The sim.ssize.wilcox.test in MKpower can be used to quickly perform sample size computations for the Wilcoxon-Mann-Whitney test, analogously to how we used sim.power.wilcox.test in Section 7.2.4:

library(MKpower)
sim.ssize.wilcox.test(rx = rnorm, ry = function(x) rnorm(x, mean = 2), 
                      power = 0.8, n.min = 3, n.max = 10,
                      step.size = 1)

\[\sim\]

Exercise 7.8 Modify the functions we used to compute the sample sizes for the Pearson correlation test to instead compute sample sizes for the Spearman correlation tests. For bivariate normal data, are the required sample sizes lower or higher than those of the Pearson correlation test?

(Click here to go to the solution.)


Exercise 7.9 In Section 3.5.1 we had a look at some confidence intervals for proportions, and saw how ssize.propCI can be used to compute sample sizes for such intervals using asymptotic approximations. Write a function to compute the exact sample size needed for the Clopper-Pearson interval to achieve a desired expected (average) width. Compare your results to those from the asymptotic approximations. Are the approximations good enough to be useful?

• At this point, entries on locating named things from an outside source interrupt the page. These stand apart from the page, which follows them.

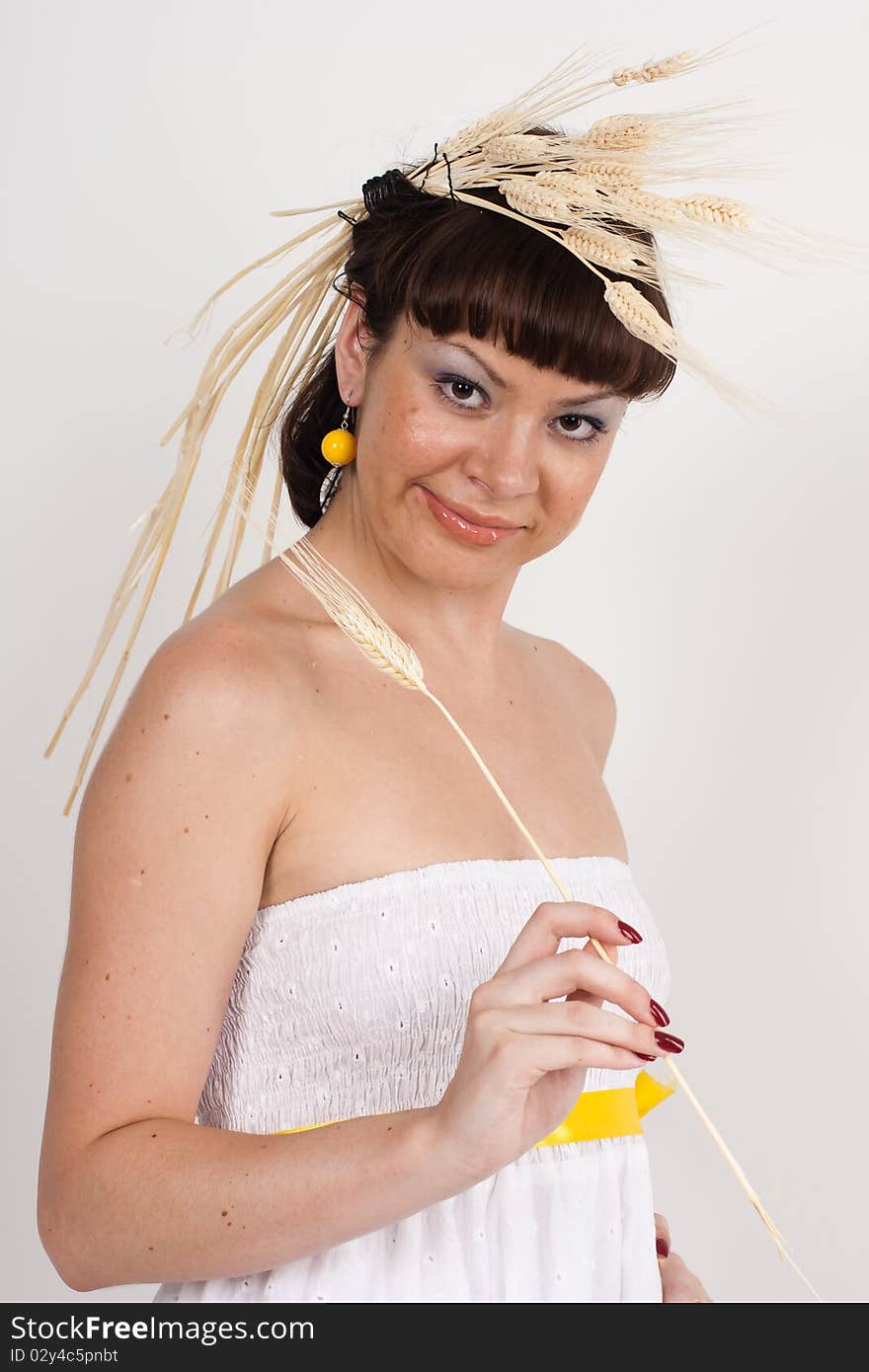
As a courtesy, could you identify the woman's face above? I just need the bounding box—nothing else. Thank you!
[334,303,629,587]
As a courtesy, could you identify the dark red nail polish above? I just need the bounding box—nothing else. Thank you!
[619,919,643,943]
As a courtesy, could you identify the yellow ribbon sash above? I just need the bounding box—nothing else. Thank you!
[271,1072,675,1148]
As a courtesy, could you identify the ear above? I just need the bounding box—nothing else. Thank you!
[335,287,368,406]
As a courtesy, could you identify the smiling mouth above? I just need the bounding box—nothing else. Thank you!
[420,486,524,532]
[419,486,524,548]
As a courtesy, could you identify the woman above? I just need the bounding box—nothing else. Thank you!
[40,157,708,1302]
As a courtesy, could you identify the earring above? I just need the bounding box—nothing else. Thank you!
[320,405,356,467]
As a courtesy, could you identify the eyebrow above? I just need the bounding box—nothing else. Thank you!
[440,339,618,405]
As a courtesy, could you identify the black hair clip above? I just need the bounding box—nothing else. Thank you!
[362,168,408,214]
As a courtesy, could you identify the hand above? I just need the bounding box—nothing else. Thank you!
[655,1214,714,1305]
[433,900,672,1186]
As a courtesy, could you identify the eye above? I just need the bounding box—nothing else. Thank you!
[434,372,609,443]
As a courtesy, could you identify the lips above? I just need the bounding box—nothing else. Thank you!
[419,486,523,548]
[422,486,524,530]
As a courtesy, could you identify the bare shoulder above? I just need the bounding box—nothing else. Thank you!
[514,630,616,773]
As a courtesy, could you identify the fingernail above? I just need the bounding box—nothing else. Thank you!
[619,919,643,943]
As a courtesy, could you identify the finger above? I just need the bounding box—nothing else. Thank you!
[497,900,643,971]
[486,948,658,1025]
[655,1214,672,1258]
[514,1033,656,1076]
[489,1000,665,1058]
[567,939,619,1006]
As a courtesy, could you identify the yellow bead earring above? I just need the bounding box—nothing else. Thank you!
[320,405,356,467]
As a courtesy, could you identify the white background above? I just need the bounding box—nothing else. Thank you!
[0,0,869,1304]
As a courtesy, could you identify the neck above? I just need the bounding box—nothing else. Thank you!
[290,474,517,680]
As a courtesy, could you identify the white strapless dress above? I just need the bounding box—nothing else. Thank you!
[154,856,670,1304]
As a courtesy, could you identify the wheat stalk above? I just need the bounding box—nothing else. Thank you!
[223,480,823,1301]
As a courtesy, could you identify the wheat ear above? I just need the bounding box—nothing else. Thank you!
[223,486,823,1302]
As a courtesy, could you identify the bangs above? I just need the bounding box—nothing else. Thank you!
[377,188,675,399]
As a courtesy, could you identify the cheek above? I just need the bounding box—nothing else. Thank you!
[366,398,460,485]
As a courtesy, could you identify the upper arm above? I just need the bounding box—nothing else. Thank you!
[40,622,294,1204]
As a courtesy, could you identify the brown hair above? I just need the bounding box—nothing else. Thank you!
[280,127,675,528]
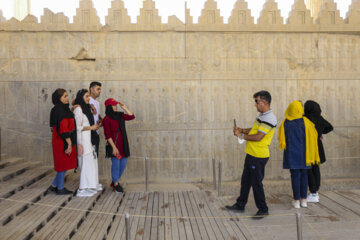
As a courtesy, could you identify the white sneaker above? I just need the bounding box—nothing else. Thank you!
[292,200,300,208]
[76,189,95,197]
[307,193,319,203]
[300,198,307,207]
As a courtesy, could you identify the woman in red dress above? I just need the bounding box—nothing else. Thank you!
[48,88,76,195]
[102,98,135,193]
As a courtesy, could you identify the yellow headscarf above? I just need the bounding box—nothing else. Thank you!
[278,101,320,166]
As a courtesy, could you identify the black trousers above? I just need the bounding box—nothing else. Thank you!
[308,165,321,193]
[236,154,269,212]
[95,136,100,160]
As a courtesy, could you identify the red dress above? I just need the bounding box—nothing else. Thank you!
[52,118,76,172]
[102,113,135,157]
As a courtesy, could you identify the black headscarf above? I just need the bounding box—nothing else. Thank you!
[304,100,334,163]
[74,89,99,145]
[50,89,74,134]
[105,105,130,157]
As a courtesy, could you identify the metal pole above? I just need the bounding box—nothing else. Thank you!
[295,213,302,240]
[0,127,2,161]
[212,158,216,190]
[218,160,222,197]
[125,213,130,240]
[145,157,149,192]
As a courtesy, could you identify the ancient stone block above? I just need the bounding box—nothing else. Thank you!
[229,0,254,27]
[315,0,344,25]
[41,8,69,31]
[199,0,224,26]
[258,0,284,25]
[137,0,161,30]
[105,0,131,30]
[287,0,313,25]
[71,0,101,31]
[345,0,360,25]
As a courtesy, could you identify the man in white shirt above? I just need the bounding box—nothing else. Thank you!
[89,82,102,157]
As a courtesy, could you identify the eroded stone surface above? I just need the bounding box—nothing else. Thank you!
[0,0,360,181]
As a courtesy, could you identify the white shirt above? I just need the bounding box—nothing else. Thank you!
[74,107,94,155]
[89,97,100,124]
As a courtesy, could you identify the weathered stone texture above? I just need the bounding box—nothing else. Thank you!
[0,0,360,184]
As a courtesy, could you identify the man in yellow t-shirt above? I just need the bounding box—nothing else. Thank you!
[226,91,277,219]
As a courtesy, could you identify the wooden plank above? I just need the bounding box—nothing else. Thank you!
[131,193,149,239]
[0,168,50,197]
[169,193,180,240]
[1,195,72,239]
[120,192,140,239]
[41,192,100,239]
[196,191,230,239]
[1,181,78,239]
[335,190,360,204]
[319,193,359,221]
[183,192,208,239]
[150,192,159,240]
[143,192,155,240]
[107,192,135,239]
[188,192,217,239]
[321,191,360,216]
[161,192,172,239]
[130,193,146,239]
[192,192,224,239]
[205,190,246,240]
[0,189,44,225]
[158,192,165,240]
[174,192,186,239]
[86,190,123,240]
[177,192,195,240]
[71,190,116,240]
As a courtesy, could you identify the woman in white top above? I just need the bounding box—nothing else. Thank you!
[74,89,101,197]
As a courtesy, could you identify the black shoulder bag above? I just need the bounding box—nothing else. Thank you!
[105,129,120,158]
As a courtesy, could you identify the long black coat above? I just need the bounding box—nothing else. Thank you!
[305,100,334,163]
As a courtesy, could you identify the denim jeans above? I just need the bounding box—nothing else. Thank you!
[236,154,269,212]
[290,169,308,200]
[52,171,66,190]
[111,157,127,183]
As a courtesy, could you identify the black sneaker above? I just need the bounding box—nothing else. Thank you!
[114,184,124,193]
[225,203,245,212]
[56,188,74,195]
[47,185,57,193]
[252,210,269,220]
[110,182,124,193]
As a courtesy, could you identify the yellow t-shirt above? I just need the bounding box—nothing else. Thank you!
[245,110,277,158]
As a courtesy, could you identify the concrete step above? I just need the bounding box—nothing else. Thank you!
[0,162,40,182]
[0,157,25,169]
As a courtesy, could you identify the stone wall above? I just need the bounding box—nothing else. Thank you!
[0,0,360,182]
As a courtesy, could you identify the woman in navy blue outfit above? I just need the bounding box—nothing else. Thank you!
[279,101,320,208]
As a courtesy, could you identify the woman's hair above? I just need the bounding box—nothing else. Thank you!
[52,88,66,104]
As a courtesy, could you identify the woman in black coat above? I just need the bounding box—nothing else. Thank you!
[305,100,334,202]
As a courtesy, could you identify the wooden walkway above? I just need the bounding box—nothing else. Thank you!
[0,155,360,240]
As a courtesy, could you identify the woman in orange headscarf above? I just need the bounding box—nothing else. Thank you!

(Click here to go to the solution.)

7.4 Bootstrapping

The bootstrap can be used for many things, most notably for constructing confidence intervals and running hypothesis tests. These tend to perform better than traditional parametric methods, such as the old-school t-test and its associated confidence interval, when the distributional assumptions of the parametric methods aren’t met.

Confidence intervals and hypothesis tests are always based on a statistic, i.e., a quantity that we compute from the samples. The statistic could be the sample mean, a proportion, the Pearson correlation coefficient, or something else. In traditional parametric methods, we start by assuming that our data follows some distribution. For different reasons, including mathematical tractability, a common assumption is that the data is normally distributed. Under that assumption, we can then derive the distribution of the statistic that we are interested in analytically, like Gosset did for the t-test. That distribution can then be used to compute confidence intervals and p-values.

When using a bootstrap method, we follow the same steps, but we use the observed data and simulation instead. Rather than making assumptions about the distribution51, we use the empirical distribution of the data. Instead of analytically deriving a formula that describes the statistic’s distribution, we find a good approximation of the distribution of the statistic by using simulation. We can then use that distribution to obtain confidence intervals and p-values, just as in the parametric case.

The simulation step is important. We use a process known as resampling, where we repeatedly draw new observations with replacement from the original sample. We draw \(B\) samples this way, each with the same size \(n\) as the original sample. Each randomly drawn sample – called a bootstrap sample – will include different observations. Some observations from the original sample may appear more than once in a specific bootstrap sample, and some not at all. For each bootstrap sample, we compute the statistic in which we are interested. This gives us \(B\) observations of this statistic, which together form what is called the bootstrap distribution of the statistic. I recommend using \(B=9,999\) or greater, but we’ll use smaller \(B\) in some examples to speed up the computations.

7.4.1 A general approach

The Pearson correlation test is known to be sensitive to deviations from normality. We can construct a more robust version of it using the bootstrap. To illustrate the procedure, we will use the sleep_total and brainwt variables from the msleep data. Here is the result from the traditional parametric Pearson correlation test:

library(ggplot2)

msleep %$% cor.test(sleep_total, brainwt, use = "pairwise.complete")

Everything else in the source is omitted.